9. Mr. Lalit also drew our attention to the judgment of this Court in the case of Gangaram v. Chief Controlling Revenue Authority : AIR1927Bom643 . In that case the suitor had filed an appeal against a decision on the question of Court-fees made against him by a single Judge of this Court to whom the matter had been referred by the learned Chief Justice on a reference by the taxing officer. It was held that once a decision was taken under Section 5 it was not open to the suitor to file an appeal against the said decision. The appeal is after all a creature of the statute and no appear was provided for in Section 5. We have no quarrel with this judgment to the extent to which it goes, but, in our opinion, that did not take away the right of the Court under Section 12 of the Indian Court-fees Act, 1870 to revise the Court-fees.

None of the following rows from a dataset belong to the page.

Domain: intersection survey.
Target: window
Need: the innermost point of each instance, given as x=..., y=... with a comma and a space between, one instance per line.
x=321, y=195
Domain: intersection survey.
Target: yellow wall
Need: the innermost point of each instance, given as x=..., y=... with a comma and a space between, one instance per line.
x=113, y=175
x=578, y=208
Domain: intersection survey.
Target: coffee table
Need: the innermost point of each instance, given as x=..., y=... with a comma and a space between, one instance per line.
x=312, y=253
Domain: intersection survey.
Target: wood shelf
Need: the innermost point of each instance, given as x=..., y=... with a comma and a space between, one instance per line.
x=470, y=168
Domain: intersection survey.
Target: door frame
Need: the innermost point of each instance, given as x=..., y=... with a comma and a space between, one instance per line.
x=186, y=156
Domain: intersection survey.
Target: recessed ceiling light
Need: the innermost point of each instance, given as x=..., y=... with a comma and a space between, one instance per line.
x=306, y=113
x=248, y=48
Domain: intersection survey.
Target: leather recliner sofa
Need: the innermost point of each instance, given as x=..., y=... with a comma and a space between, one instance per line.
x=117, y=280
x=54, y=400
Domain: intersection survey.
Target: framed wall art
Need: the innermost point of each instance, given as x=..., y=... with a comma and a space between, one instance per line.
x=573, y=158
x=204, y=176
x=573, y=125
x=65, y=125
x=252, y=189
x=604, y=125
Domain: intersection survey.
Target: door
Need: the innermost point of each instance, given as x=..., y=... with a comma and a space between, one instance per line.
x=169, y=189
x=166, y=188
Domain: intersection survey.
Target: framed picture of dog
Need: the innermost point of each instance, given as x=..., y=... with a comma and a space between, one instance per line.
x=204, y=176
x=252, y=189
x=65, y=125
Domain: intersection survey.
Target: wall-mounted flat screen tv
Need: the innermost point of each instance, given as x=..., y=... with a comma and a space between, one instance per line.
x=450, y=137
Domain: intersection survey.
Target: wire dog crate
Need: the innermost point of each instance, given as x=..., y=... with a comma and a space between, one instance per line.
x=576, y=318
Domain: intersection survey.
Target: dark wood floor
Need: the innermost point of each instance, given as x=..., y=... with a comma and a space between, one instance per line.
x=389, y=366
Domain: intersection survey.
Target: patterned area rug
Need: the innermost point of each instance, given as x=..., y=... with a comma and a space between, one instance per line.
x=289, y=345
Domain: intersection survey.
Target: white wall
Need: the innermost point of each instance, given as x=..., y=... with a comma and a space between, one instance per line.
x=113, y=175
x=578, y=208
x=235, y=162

Similarly, a decision under Section 5 of the Bombay Act does not take away the right of the Court to revise the Court-fees under Sections 8 and 14 of that Act. Section 5 of the Bombay Court-fees Act is, as Section 5 of the Indian Court-fees Act, 1870 also is, subject to an order of the Court, either under Section 12 of the Indian Court-fees Act, 1870, or under Sections 8 and 14 of the Bombay Court-fees Act, 1959. We reject the contention that in cases where a decision has been arrived at under Section 5, it is not open to the Court to revise it under Sections8 and 14 of the Bombay Court-fees Act at the instance of a party who was not before the taxing officer or the Court at the time the question was decided. That was an ex-parte decision so far as that party was concerned and an ex-parte decision of a Court is always liable to be vacated or revised.

10. In the result, we reject the contention of Mr. Lalit and hold that it is open to us to revise the amount of the Court-fee under Sections 8 and 14 of the Bombay Court-fees Act, 1959 and accordingly we have made the above order.